Die Grenze zwischen Frauen- und Familienpolitik ist auch im Wahlprogramm der Grünen fließend. Im Kapitel zur Gleichstellung wird ein Ausbau der Kinderbetreuung und ein Rechtsanspruch auf einen bezahlten Papamonat gefordert.
NEOS: Maßnahmenpaket für Arbeitsmarkt
Damit Frauen „gleichermaßen den Arbeitsmarkt gestalten können“, bedarf es laut Programm von NEOS mehrerer Maßnahmen: Das Paket umfasst u. a. die Abschaffung der Negativsteuer, die Schaffung eines „Chancengerechtigkeitsabsetzbetrags“, der Investitionen der Eltern in Kinderbetreuung attraktiver machen soll, bis zu einer vergleichenden Analyse von Kollektivverträgen, um festzustellen, inwiefern Frauen „systematisch geringer entlohnt werden“.

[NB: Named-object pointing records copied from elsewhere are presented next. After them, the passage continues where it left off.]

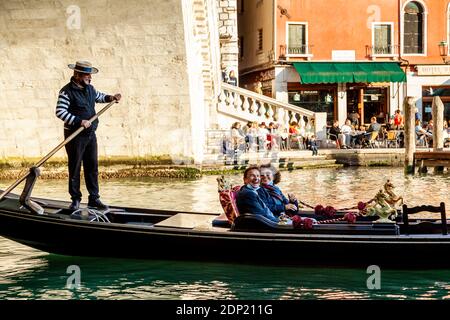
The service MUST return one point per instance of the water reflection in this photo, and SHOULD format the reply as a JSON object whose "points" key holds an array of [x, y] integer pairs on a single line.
{"points": [[43, 276], [336, 187], [26, 273]]}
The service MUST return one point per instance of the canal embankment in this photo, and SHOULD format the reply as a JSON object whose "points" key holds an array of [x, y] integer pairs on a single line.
{"points": [[168, 167]]}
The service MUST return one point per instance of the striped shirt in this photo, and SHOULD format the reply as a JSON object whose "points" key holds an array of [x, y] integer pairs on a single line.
{"points": [[76, 104]]}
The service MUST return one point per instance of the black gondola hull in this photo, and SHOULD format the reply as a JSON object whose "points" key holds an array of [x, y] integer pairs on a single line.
{"points": [[83, 238]]}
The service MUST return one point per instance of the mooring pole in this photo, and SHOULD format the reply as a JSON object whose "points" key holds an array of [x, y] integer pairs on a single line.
{"points": [[438, 127]]}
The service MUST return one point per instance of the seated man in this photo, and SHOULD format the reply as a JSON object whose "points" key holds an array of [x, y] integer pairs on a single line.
{"points": [[249, 200]]}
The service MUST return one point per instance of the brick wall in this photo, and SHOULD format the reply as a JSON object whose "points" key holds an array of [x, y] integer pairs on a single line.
{"points": [[228, 34]]}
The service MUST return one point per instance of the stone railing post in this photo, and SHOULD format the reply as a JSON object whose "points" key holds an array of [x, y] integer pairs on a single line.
{"points": [[410, 134], [320, 125]]}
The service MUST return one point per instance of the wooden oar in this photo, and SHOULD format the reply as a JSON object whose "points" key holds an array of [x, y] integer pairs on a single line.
{"points": [[51, 153]]}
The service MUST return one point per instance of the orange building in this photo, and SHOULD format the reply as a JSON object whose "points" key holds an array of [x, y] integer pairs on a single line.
{"points": [[339, 56]]}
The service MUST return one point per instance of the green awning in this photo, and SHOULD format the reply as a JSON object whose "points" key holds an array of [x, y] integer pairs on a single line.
{"points": [[334, 72]]}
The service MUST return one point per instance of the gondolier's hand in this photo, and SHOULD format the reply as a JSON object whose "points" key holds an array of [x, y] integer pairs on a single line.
{"points": [[85, 123], [117, 97], [292, 197], [290, 206]]}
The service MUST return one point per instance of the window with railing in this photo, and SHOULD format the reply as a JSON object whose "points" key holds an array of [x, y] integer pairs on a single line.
{"points": [[297, 40], [260, 40], [382, 36], [413, 28]]}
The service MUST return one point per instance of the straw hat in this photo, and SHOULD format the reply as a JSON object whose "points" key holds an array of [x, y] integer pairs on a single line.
{"points": [[83, 67]]}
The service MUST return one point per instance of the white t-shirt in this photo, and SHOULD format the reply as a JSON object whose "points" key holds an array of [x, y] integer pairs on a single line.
{"points": [[346, 129]]}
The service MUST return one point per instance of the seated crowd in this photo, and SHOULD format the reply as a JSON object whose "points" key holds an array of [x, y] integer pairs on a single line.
{"points": [[256, 137]]}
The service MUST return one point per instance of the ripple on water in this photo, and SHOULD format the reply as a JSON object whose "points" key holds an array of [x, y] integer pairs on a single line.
{"points": [[26, 273]]}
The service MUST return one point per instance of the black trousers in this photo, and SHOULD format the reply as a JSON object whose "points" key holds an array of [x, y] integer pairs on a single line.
{"points": [[83, 148]]}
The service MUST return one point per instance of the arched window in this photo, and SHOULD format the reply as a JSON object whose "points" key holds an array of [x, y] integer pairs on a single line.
{"points": [[413, 28]]}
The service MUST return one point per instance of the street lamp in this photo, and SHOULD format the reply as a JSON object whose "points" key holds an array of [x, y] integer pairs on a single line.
{"points": [[443, 50]]}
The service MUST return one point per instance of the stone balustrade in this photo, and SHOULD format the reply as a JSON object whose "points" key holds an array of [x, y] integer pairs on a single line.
{"points": [[246, 105]]}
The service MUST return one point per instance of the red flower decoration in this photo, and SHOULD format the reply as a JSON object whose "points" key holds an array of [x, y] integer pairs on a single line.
{"points": [[307, 223], [350, 217], [319, 210], [297, 222], [361, 205], [329, 211]]}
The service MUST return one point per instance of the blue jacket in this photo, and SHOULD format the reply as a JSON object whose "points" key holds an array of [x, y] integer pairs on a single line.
{"points": [[277, 200], [249, 201], [273, 203]]}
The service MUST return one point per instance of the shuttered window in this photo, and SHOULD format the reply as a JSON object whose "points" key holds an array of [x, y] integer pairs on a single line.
{"points": [[297, 39], [382, 37], [413, 28]]}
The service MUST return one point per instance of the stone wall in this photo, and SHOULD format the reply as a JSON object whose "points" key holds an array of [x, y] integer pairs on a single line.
{"points": [[140, 48]]}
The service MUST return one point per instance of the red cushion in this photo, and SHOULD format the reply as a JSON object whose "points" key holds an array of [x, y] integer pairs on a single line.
{"points": [[228, 202]]}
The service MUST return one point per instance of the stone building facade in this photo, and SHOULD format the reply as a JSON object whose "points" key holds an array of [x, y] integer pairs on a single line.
{"points": [[162, 55]]}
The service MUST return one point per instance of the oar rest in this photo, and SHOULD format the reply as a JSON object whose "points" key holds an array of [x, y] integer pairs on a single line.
{"points": [[412, 210], [257, 223]]}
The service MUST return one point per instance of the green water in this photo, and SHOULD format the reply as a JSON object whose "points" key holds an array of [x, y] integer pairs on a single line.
{"points": [[26, 273]]}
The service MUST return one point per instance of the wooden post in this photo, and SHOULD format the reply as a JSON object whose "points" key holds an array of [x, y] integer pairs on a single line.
{"points": [[438, 124], [438, 127], [361, 105], [410, 134]]}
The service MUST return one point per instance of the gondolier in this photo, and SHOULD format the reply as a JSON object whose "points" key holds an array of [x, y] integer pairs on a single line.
{"points": [[76, 104]]}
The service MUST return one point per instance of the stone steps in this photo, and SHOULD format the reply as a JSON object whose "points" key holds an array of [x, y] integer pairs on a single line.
{"points": [[283, 159]]}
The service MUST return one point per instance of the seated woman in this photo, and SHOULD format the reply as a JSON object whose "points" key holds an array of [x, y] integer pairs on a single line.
{"points": [[251, 198], [277, 203]]}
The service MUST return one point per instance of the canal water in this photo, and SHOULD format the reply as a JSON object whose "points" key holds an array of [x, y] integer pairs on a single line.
{"points": [[27, 273]]}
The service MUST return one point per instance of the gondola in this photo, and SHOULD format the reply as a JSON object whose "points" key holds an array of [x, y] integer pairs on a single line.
{"points": [[128, 232]]}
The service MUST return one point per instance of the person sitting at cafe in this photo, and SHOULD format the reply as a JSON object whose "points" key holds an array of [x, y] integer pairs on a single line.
{"points": [[346, 131], [278, 203], [398, 120], [335, 131], [250, 199]]}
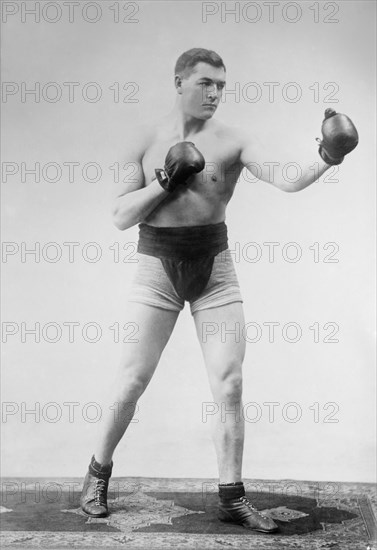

Um Familienpolitik „nicht mehr als Frauenpolitik misszuverstehen“, sondern „als Verantwortung aller Beteiligten“, müssen laut NEOS zuerst mehr und bessere Kinderbetreuungseinrichtungen geschaffen werden. Gefordert wird zudem ein Rechtsanspruch auf Kinderbetreuung ab dem zweiten Lebensjahr.
Viel Frauenpolitik bei KPÖ Plus
Für gleichen Lohn für gleiche Arbeit setzt sich auch KPÖ Plus ein. Ein eigenständiges Leben müsse für Frauen in jedem Alter möglich sein, heißt es zudem im Parteiprogramm. KPÖ Plus fordert eine 50-prozentige Frauenquote in Vorständen, Aufsichtsräten und im öffentlichen Dienst und einen „Gender-Pay-Gap-Day“ als arbeitsfreien Tag für Frauen, bis gleicher Lohn für gleiche Arbeit durchgesetzt ist.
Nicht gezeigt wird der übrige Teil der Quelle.